I know of pairing functions, but my problem may involve three to five variables. When I have a few robots configured with certain parameters for movement, and I want to evaluate the robots based on how fast ($F$), how jerky ($J$) and how much energy ($E$) they consume, is there a statistical/mathematical technique of choosing the robot that has a high value of $F$, $J$ and $E$?
Eg:
$F$ range = $[0; 100]$, $J$ range = $[0; 1]$, $E$ range = $[0; 100]$
Assume $F$ and $E$ are normalized to range $[0; 1]$
Robot1: $F = 0.2, J = 0.9, E = 0.5$
Robot2: $F = 0.5, J = 0.6, E = 0.5$
Robot3: $F = 0.9, J = 0.9, E = 0.2$
Robot4: $F = 0.6, J = 0.2, E = 0.7$
I need a method of choosing Robot2, because although Robot3 has excellent values for $F$ and $J$, it's $E$ is low.
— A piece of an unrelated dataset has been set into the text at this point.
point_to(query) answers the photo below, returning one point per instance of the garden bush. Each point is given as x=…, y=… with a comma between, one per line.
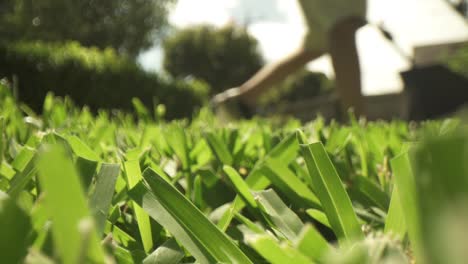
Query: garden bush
x=93, y=77
x=223, y=57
But Robot2 has reasonable values for $F$, $E$ and $J$. I may eventually use more variables than just $F$, $E$ and $J$.
ps: Already saw this, this, this and this, but they don't answer the question.
The way your question is made it does not have a definitive answer. Because you haven't defined what is optimum in your setting.
But I think that you are asking for ideas to define the optimum. So, I'll throw some ideas:
You may interested in minmax, a weighted average, the geometric mean or a generalized mean or other types of average.
From what you said, it seems to me that either the geometric mean or a weighted average could work out.
Another idea was to use something like:
Choose the robot with the highest $F + J + E + k \min(F, J, E)$. Choose the value of $k$ according to your feeling, but you may start by trying $k=1$.